I didn't know whether we would or not.
And I think that at the same time, this is an offer.
This Christmas offer is an amazing thing.
I'm going to pause here for a minute because of the moment that we're in historically to just talk to my brother and sister Jews out there.
And obviously, I hope all of you find Jesus Christ as I did.
But I want to tell you from personal experience that if the name Jesus Christ is somehow troubling to you, our God is so humble, he will come to you nameless as he came to me.
And, you know, so I'm not preaching that you change your religion.
I know that that's a very difficult thing, but the God of love is waiting for you.
God's plan and promise to the Jews is in 100% effect.

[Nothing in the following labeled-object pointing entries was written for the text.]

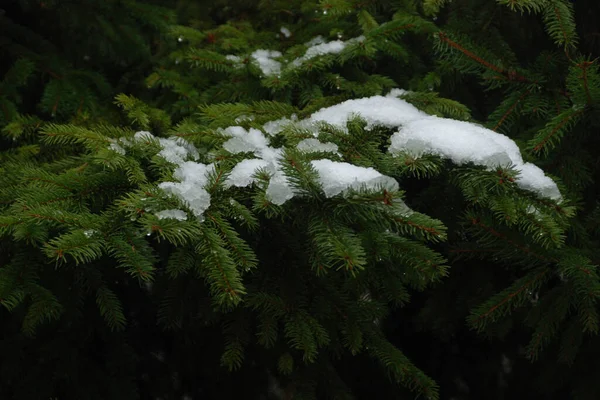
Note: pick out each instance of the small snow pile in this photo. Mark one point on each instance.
(116, 147)
(192, 178)
(285, 31)
(266, 62)
(420, 133)
(174, 150)
(241, 174)
(319, 49)
(465, 142)
(337, 177)
(314, 145)
(388, 111)
(242, 140)
(173, 214)
(278, 125)
(334, 177)
(266, 59)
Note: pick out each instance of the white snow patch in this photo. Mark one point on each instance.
(386, 111)
(315, 41)
(173, 214)
(266, 62)
(464, 142)
(278, 125)
(174, 150)
(241, 174)
(337, 177)
(243, 140)
(314, 145)
(285, 31)
(322, 48)
(116, 147)
(193, 177)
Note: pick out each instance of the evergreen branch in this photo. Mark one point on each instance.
(400, 368)
(504, 302)
(560, 23)
(548, 137)
(110, 308)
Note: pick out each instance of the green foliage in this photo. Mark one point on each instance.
(291, 292)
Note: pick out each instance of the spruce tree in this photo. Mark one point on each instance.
(276, 196)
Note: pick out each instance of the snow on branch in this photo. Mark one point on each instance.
(417, 134)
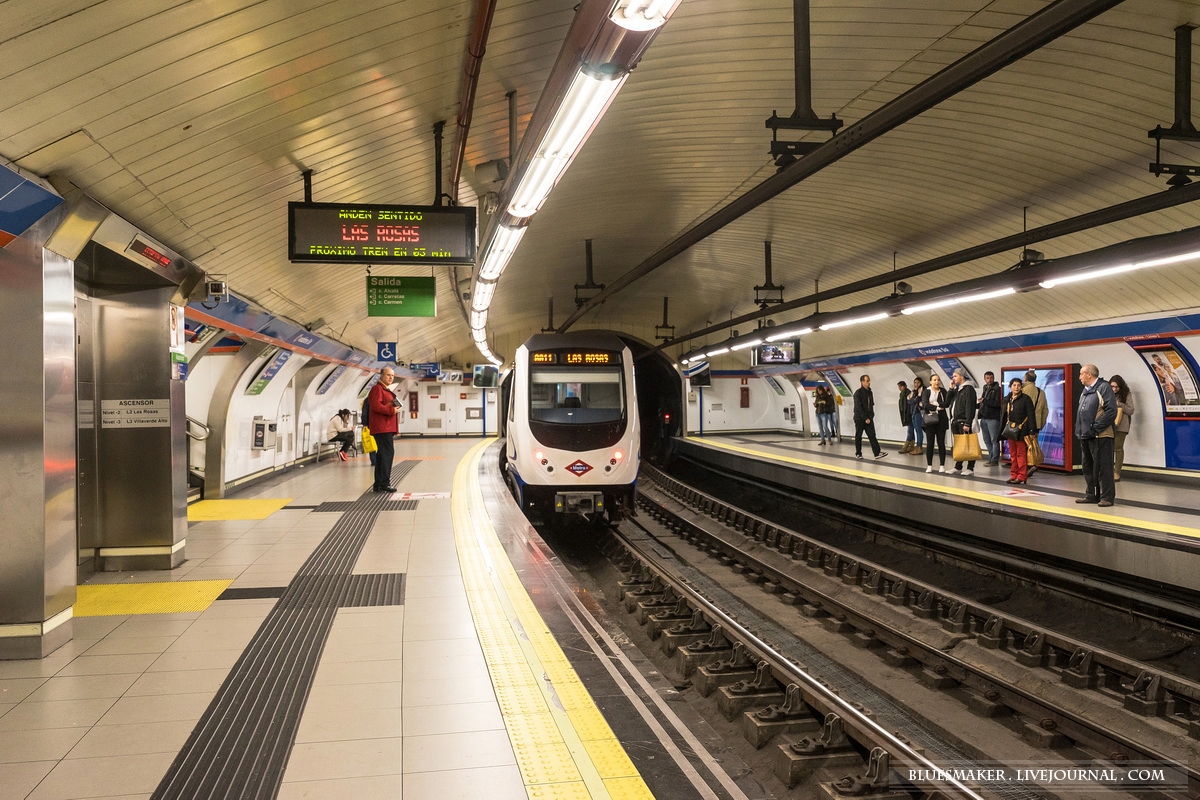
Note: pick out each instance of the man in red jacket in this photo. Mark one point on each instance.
(383, 407)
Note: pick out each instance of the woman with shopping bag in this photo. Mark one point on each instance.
(963, 410)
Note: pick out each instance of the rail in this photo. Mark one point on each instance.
(1139, 687)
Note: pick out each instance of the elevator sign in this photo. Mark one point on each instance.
(341, 233)
(135, 414)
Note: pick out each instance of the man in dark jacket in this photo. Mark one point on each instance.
(864, 417)
(1093, 426)
(991, 408)
(963, 408)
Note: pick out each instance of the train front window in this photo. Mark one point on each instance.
(576, 396)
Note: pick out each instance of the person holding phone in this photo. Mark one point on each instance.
(384, 407)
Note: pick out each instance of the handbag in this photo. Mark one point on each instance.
(1033, 450)
(966, 446)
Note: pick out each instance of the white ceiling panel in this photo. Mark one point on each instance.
(195, 119)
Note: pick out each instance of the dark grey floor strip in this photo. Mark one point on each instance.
(240, 747)
(252, 593)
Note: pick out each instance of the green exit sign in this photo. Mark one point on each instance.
(405, 296)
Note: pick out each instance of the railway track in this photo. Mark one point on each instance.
(1072, 699)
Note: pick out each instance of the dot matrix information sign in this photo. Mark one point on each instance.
(342, 233)
(402, 296)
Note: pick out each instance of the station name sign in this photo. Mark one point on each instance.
(341, 233)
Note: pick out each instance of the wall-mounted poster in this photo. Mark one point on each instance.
(1175, 377)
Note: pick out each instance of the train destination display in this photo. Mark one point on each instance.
(341, 233)
(574, 358)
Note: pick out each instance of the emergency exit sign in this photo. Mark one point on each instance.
(402, 296)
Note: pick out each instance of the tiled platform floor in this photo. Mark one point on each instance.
(401, 704)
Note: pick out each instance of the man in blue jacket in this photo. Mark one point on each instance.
(1093, 426)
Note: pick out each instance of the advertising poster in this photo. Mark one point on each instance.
(1176, 380)
(1053, 439)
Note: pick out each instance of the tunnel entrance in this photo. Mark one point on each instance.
(659, 398)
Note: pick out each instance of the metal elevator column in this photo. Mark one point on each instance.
(37, 445)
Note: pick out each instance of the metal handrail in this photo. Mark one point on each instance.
(204, 429)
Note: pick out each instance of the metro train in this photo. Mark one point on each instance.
(573, 432)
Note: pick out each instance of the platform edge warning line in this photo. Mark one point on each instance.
(539, 692)
(1029, 505)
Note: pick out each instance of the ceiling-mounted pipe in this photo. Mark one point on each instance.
(1147, 252)
(1097, 218)
(475, 48)
(1017, 42)
(472, 64)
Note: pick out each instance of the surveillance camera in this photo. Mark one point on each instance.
(217, 289)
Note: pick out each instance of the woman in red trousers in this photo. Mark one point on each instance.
(1017, 423)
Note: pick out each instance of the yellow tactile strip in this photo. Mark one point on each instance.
(222, 510)
(563, 745)
(1030, 505)
(123, 599)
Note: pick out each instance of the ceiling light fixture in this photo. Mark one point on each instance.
(642, 14)
(853, 320)
(579, 113)
(499, 251)
(955, 301)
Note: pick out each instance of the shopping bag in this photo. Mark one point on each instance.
(966, 446)
(1033, 450)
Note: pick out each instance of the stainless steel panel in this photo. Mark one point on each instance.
(137, 465)
(87, 486)
(36, 429)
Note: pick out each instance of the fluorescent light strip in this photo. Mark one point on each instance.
(582, 107)
(499, 251)
(787, 335)
(856, 320)
(955, 301)
(642, 14)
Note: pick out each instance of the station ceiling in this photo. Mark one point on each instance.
(196, 119)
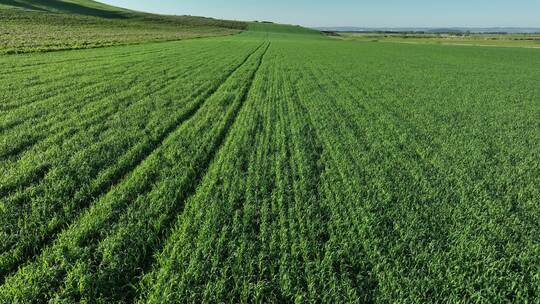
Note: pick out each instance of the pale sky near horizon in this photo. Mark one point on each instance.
(361, 13)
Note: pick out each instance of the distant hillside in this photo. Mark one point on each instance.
(46, 25)
(281, 28)
(510, 30)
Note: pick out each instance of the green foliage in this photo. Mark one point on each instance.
(30, 26)
(270, 167)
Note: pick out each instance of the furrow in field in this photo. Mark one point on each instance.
(76, 123)
(42, 87)
(91, 84)
(104, 180)
(219, 192)
(255, 230)
(153, 181)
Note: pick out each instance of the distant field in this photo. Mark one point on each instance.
(509, 40)
(33, 26)
(273, 166)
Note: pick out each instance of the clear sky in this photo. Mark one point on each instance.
(361, 13)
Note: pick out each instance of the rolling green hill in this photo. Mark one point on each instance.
(47, 25)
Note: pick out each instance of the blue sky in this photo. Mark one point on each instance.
(373, 13)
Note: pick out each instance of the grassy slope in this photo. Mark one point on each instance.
(39, 25)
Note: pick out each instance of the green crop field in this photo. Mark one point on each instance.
(272, 166)
(51, 25)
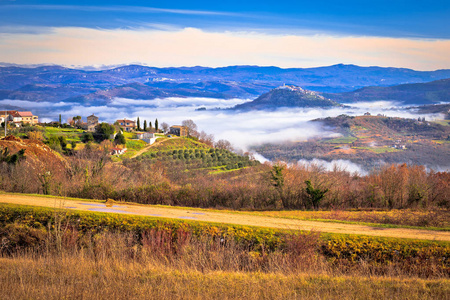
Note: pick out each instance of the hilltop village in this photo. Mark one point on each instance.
(93, 130)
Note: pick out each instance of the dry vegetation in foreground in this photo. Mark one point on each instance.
(78, 277)
(50, 254)
(109, 267)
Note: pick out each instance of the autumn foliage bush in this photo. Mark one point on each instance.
(216, 246)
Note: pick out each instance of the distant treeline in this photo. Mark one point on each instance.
(164, 180)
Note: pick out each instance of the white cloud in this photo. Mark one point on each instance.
(192, 46)
(340, 164)
(242, 129)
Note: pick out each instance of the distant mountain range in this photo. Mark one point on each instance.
(56, 83)
(287, 96)
(434, 92)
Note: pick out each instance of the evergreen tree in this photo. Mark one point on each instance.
(120, 139)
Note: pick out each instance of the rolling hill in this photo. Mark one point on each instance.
(287, 96)
(56, 83)
(434, 92)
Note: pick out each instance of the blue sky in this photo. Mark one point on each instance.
(416, 31)
(421, 19)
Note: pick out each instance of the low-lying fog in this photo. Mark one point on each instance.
(242, 129)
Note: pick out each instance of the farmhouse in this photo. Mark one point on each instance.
(147, 137)
(178, 130)
(18, 117)
(127, 125)
(118, 151)
(92, 121)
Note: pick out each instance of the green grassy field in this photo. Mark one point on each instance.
(71, 134)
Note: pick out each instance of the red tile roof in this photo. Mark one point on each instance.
(25, 114)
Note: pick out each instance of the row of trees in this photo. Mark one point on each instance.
(164, 126)
(89, 174)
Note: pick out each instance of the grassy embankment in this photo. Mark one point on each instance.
(55, 254)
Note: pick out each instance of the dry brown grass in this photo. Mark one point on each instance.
(113, 266)
(79, 277)
(409, 217)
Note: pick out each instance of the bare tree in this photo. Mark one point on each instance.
(191, 127)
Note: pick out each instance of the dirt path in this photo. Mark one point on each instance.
(145, 149)
(223, 217)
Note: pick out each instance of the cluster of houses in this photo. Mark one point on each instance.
(26, 117)
(18, 117)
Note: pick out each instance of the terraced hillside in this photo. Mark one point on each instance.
(369, 140)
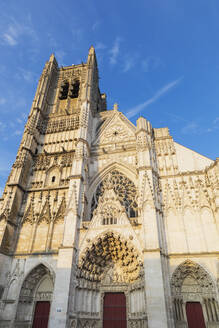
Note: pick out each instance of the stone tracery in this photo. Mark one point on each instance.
(110, 253)
(191, 283)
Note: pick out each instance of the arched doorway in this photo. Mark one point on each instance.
(114, 310)
(35, 298)
(194, 296)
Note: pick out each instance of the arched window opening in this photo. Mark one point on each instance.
(123, 187)
(63, 93)
(191, 279)
(74, 89)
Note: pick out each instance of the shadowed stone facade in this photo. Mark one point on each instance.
(95, 205)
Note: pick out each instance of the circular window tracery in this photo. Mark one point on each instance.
(123, 187)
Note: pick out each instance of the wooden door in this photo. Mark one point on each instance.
(114, 310)
(41, 315)
(194, 314)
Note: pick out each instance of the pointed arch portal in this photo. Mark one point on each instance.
(35, 297)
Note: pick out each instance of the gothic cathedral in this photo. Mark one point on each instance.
(104, 224)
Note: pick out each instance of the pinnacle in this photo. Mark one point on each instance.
(91, 50)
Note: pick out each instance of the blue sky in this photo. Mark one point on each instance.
(159, 59)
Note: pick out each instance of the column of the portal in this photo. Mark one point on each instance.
(153, 271)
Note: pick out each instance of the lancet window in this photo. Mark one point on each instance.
(63, 93)
(123, 187)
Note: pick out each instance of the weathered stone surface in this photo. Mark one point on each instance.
(94, 204)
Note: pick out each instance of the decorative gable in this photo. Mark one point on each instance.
(116, 129)
(109, 210)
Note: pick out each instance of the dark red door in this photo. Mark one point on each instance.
(41, 315)
(194, 314)
(114, 310)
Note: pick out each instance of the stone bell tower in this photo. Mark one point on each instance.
(100, 216)
(48, 176)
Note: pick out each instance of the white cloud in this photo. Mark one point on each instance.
(26, 75)
(135, 110)
(190, 128)
(114, 51)
(60, 54)
(9, 39)
(1, 191)
(15, 30)
(128, 64)
(17, 132)
(2, 101)
(100, 46)
(150, 63)
(95, 25)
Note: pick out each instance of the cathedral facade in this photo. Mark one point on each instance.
(104, 223)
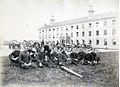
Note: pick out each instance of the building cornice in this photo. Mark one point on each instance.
(98, 17)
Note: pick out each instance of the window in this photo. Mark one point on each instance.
(83, 33)
(57, 35)
(71, 27)
(76, 34)
(113, 31)
(114, 42)
(97, 42)
(105, 23)
(97, 33)
(61, 34)
(105, 42)
(76, 26)
(97, 24)
(66, 34)
(71, 34)
(49, 36)
(90, 25)
(46, 37)
(57, 29)
(83, 41)
(82, 26)
(39, 37)
(89, 33)
(90, 42)
(113, 22)
(53, 36)
(61, 28)
(77, 41)
(66, 29)
(105, 32)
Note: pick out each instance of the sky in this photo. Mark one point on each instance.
(20, 19)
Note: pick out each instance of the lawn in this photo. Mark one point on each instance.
(105, 74)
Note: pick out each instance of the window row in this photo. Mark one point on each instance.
(98, 42)
(97, 33)
(83, 26)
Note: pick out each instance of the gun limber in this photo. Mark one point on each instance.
(70, 71)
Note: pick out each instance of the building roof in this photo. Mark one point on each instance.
(83, 19)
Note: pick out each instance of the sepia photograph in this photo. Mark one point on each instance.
(59, 43)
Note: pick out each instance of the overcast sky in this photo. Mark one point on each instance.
(20, 19)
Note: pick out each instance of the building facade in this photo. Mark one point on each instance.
(101, 31)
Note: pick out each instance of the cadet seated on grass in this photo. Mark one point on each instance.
(25, 59)
(91, 58)
(14, 57)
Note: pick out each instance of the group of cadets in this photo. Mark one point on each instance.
(50, 55)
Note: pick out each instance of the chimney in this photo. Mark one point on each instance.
(52, 20)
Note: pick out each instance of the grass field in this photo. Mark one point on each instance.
(105, 74)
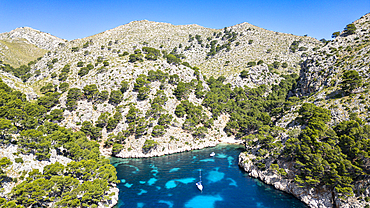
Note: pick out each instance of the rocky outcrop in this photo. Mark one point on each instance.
(315, 198)
(35, 37)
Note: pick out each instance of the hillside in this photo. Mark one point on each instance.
(147, 89)
(23, 45)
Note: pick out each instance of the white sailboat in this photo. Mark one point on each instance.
(199, 183)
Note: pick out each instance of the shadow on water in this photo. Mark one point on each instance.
(169, 181)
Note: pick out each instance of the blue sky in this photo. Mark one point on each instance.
(70, 19)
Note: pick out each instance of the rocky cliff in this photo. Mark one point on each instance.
(143, 89)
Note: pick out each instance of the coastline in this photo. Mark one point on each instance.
(314, 197)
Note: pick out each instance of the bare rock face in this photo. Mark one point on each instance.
(313, 198)
(35, 37)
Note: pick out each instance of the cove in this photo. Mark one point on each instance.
(169, 181)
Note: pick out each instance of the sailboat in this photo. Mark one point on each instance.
(199, 183)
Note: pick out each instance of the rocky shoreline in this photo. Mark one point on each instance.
(316, 198)
(157, 151)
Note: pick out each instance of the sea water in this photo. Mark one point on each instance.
(169, 181)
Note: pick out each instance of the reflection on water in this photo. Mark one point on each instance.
(169, 181)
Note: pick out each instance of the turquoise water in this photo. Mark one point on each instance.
(169, 181)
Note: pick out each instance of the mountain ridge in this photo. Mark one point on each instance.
(147, 89)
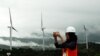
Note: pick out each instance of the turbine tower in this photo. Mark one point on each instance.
(42, 28)
(86, 37)
(11, 28)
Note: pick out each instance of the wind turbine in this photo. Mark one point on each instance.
(42, 28)
(11, 28)
(86, 37)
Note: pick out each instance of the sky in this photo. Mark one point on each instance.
(57, 15)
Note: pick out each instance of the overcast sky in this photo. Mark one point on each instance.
(57, 15)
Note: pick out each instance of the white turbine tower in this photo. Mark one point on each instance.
(86, 36)
(11, 28)
(42, 28)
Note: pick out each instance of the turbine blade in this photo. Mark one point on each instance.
(14, 29)
(85, 28)
(41, 21)
(10, 17)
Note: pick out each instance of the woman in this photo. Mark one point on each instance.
(69, 47)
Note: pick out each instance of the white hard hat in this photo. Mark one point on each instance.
(70, 29)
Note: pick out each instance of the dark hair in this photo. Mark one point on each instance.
(72, 36)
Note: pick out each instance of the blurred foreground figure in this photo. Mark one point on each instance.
(69, 47)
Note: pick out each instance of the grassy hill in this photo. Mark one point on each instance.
(94, 50)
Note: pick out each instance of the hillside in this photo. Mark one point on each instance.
(94, 50)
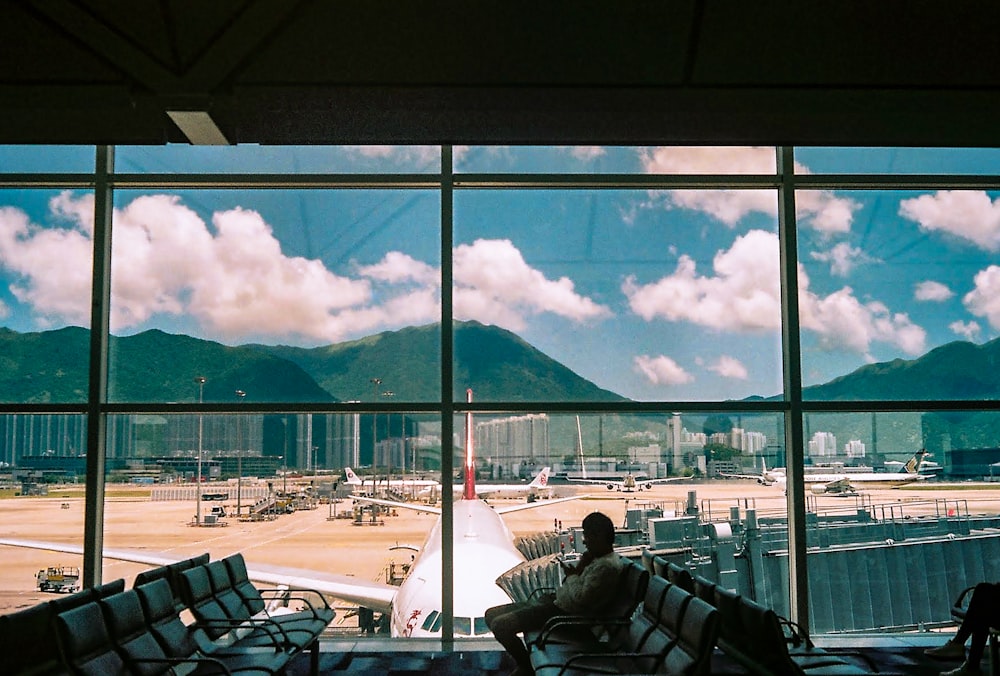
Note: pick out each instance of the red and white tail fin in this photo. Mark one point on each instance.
(542, 480)
(914, 464)
(469, 490)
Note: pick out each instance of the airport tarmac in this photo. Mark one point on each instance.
(314, 540)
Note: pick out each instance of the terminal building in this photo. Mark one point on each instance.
(199, 100)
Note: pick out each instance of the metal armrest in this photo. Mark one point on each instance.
(558, 621)
(610, 669)
(267, 624)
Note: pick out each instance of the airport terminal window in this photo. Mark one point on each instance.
(276, 314)
(684, 283)
(45, 307)
(272, 276)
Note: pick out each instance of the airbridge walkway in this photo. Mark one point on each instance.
(872, 568)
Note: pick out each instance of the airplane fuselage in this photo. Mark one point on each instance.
(483, 550)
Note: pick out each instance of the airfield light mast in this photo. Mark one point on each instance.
(470, 465)
(240, 394)
(200, 380)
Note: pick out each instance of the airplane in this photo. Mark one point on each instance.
(629, 483)
(538, 484)
(820, 482)
(765, 478)
(374, 482)
(483, 549)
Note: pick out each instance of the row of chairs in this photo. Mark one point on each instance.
(756, 637)
(145, 630)
(668, 631)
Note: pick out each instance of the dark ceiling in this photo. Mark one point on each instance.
(851, 72)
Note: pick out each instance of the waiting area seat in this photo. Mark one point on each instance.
(670, 632)
(109, 630)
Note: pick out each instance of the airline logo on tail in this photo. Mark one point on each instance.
(914, 464)
(542, 480)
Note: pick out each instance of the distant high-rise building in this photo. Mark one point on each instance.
(823, 445)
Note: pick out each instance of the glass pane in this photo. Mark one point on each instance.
(614, 160)
(46, 159)
(599, 296)
(286, 295)
(253, 159)
(881, 507)
(899, 160)
(897, 296)
(42, 466)
(46, 246)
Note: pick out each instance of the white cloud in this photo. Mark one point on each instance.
(820, 209)
(729, 367)
(235, 281)
(744, 295)
(494, 284)
(587, 153)
(984, 299)
(967, 214)
(842, 322)
(661, 370)
(932, 291)
(842, 258)
(421, 156)
(397, 267)
(51, 266)
(968, 330)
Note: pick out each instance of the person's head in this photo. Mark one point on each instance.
(598, 533)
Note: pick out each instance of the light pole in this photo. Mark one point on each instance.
(388, 394)
(200, 380)
(377, 382)
(239, 456)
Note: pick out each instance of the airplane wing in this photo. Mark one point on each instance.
(760, 478)
(610, 483)
(374, 595)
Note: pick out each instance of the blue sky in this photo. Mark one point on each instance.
(653, 294)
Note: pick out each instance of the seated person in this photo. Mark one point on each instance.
(589, 586)
(983, 612)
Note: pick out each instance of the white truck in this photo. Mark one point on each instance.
(58, 579)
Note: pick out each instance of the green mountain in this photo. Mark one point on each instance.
(958, 370)
(153, 366)
(495, 363)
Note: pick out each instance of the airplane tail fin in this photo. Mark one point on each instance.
(469, 488)
(542, 479)
(914, 464)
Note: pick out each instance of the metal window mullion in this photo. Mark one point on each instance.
(276, 181)
(798, 581)
(447, 400)
(93, 526)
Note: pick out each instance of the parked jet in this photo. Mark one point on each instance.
(837, 479)
(629, 484)
(371, 483)
(483, 549)
(765, 478)
(537, 486)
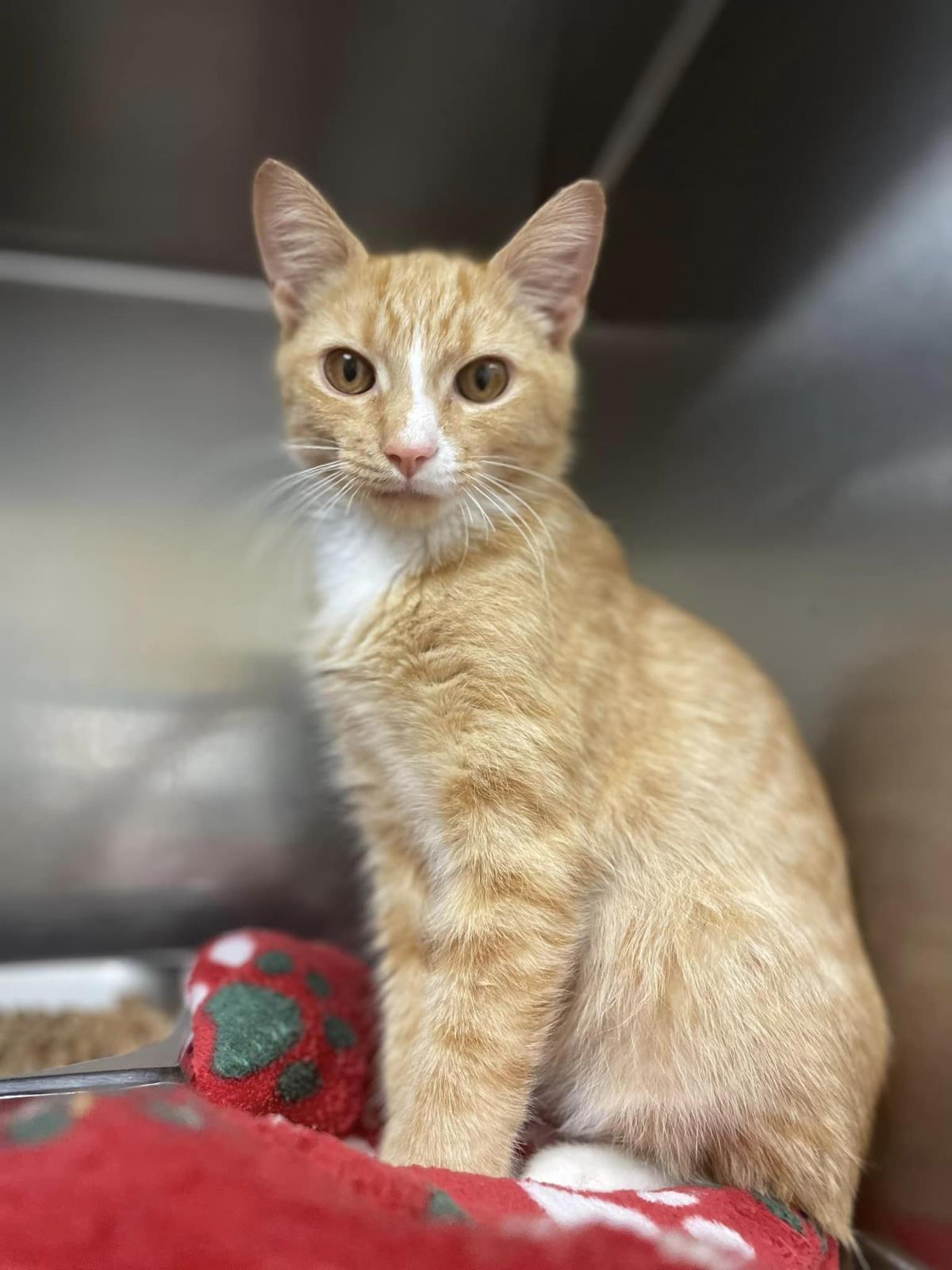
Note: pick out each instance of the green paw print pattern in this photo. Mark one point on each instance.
(274, 962)
(298, 1081)
(443, 1208)
(38, 1123)
(253, 1028)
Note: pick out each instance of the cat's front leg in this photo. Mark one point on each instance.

Not a single jot or tittle of it has gone away.
And anyone who hates on you, whether they do it under the cross or the crescent or as the head of an ivy league, is not just speaking as your enemy, speaking the voice of the enemy of mankind.
And it's important that you know that God loves you and he's coming to get you any way he can, any name that you choose.
And for the rest of us, for those of us who have found Christ, it's just about letting him have you, letting go, letting go of your big opinions and your smart talk and all the things that you're cleverer than everybody else and that people have told you and that you're absolutely sure true.
Just putting yourself in the hands of the carpenter so he can shape your soul on the lathe of heaven.
That's basically all it's about.
And there's a line in the Bible, I think in Revelation, you can check me, where Jesus is speaking and he says, behold, I stand at the door and knock.
Don't be a schmuck, open the door.
Exact translation.
But the point remains, the answer is right there in front of you.
Beyond all the things that the world offers you, sex and money and fame and riches and all that stuff, under the Christmas tree, there is a gift that is no bigger than a mustard seed that was put there with your specific name on it before the universe was made.
And the world, which seems so beautiful and various and new, has nothing for you that will give you the life you're born for.
And that little gift under the tree will give you everything you need.
He stands at the door and knocks.
The gift is under the tree.
Open the door.
Take the gift.
Have a Merry Christmas from me and Faith and Spencer.
None of this will come true if you don't buy our books, but still.